An analysis of stress waves in 12Cr steel, Stellite 6B and TiN by liquid impact loading

Abstract

This research placed emphasis on the computer simulated stress distribution on the surface and in the bulk of the materials which are subjected to the water impact causing erosion damage. The erosion damage was predicted by evaluating the spatial and temporal stress wave distribution generated by water impact pressure on 12Cr steel and Stellite 6B as steam turbine materials and TiN as a hard coating material. There were two distinctive stress wave behaviors. Firstly, the large tensile stress at the surface was developed by the Rayleigh wave component which appeared between the water drop and the Rayleigh wave front. After the Rayleigh wave detached from the water drop, the materials were in the tensile stress state which could be related to fracture initiation. Secondly, the largest tensile stress in the bulk was near the surface due to the Rayleigh wave generated at the surface and decreased due to the enlargement of wave front as the radial distance increased.

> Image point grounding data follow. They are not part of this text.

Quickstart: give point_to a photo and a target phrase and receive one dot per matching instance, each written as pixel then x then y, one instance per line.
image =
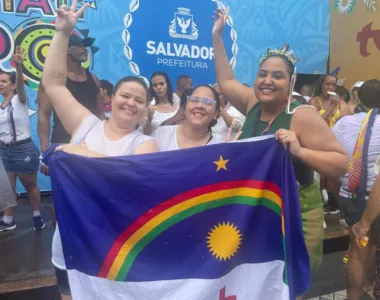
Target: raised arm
pixel 99 106
pixel 69 110
pixel 311 140
pixel 44 115
pixel 241 96
pixel 320 149
pixel 19 59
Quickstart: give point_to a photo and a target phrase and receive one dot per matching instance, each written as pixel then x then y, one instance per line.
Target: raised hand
pixel 335 100
pixel 19 55
pixel 220 18
pixel 66 19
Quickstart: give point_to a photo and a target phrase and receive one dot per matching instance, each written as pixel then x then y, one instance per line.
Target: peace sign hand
pixel 220 18
pixel 66 19
pixel 19 55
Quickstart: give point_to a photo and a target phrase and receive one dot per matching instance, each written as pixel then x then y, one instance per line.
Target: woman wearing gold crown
pixel 298 128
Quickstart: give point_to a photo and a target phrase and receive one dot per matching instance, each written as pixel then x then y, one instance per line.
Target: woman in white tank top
pixel 163 106
pixel 17 151
pixel 90 136
pixel 201 113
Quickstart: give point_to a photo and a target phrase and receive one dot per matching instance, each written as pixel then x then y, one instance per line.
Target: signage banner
pixel 138 37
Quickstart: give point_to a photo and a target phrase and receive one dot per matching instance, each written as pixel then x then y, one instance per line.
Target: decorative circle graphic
pixel 6 44
pixel 35 40
pixel 344 6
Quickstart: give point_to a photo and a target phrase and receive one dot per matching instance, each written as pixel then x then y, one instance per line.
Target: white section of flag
pixel 247 282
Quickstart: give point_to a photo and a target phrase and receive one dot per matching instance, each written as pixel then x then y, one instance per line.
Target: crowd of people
pixel 331 133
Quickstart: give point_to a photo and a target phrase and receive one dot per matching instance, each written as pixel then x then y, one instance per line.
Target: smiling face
pixel 129 103
pixel 201 109
pixel 159 86
pixel 78 53
pixel 329 85
pixel 6 85
pixel 272 82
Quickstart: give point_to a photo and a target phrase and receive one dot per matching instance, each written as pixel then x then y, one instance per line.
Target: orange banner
pixel 355 39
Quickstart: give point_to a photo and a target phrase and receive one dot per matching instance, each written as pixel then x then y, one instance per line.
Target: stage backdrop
pixel 138 37
pixel 355 40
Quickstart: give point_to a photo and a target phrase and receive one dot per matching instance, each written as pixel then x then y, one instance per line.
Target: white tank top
pixel 14 121
pixel 166 138
pixel 91 132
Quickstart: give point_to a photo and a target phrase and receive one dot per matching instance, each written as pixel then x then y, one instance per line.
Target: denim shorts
pixel 22 159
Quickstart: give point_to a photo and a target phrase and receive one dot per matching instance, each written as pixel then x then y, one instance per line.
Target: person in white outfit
pixel 201 113
pixel 17 151
pixel 163 106
pixel 90 136
pixel 229 118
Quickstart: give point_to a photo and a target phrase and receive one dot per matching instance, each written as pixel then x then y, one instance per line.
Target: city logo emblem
pixel 183 26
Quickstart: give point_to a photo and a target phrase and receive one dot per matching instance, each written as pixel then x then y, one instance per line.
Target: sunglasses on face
pixel 158 84
pixel 196 100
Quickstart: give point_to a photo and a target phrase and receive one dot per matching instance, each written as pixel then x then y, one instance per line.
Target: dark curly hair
pixel 169 89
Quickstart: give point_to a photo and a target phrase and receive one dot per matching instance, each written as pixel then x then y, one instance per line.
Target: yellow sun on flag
pixel 224 240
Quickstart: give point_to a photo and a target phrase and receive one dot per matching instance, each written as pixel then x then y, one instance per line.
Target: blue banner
pixel 138 37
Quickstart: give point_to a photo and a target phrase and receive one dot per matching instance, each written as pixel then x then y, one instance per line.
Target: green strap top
pixel 282 121
pixel 304 174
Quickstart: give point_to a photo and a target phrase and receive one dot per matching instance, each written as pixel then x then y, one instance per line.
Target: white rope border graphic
pixel 126 36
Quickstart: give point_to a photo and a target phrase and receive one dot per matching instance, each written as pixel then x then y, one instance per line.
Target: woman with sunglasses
pixel 19 154
pixel 299 129
pixel 201 113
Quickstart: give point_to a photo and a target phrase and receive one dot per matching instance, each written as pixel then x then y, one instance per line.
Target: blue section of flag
pixel 97 199
pixel 191 235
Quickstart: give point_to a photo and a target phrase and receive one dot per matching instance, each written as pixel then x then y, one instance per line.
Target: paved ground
pixel 19 273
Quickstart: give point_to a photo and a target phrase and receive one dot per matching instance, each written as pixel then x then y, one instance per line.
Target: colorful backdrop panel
pixel 138 37
pixel 355 39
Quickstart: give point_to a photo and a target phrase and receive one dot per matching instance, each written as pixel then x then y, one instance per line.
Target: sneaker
pixel 343 223
pixel 6 227
pixel 38 223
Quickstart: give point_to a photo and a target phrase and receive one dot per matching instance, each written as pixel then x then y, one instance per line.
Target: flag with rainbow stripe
pixel 215 222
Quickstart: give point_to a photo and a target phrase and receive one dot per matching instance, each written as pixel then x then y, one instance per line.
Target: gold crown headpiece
pixel 289 54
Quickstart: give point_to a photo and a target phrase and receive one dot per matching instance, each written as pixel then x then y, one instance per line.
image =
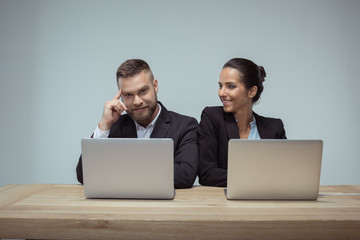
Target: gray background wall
pixel 58 61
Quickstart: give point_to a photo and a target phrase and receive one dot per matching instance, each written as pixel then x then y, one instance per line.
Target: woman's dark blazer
pixel 215 130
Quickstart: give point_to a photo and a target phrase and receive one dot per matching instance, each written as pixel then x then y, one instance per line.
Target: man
pixel 148 118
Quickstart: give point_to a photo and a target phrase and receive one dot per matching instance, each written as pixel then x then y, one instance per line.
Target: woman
pixel 240 86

Rayleigh wave's shape was broadened due to the difference between the contact point velocity and the wave front velocity, while its value decayed exponentially in the depth direction. Also, there may be a tendency to produce a circumferential crack by σ rr near the surface and a lateral crack by σ zz in the sub-surface. The tensile stresses in TiN were much lower than those in 12Cr steel and Stellite 6B due to its higher wave velocity.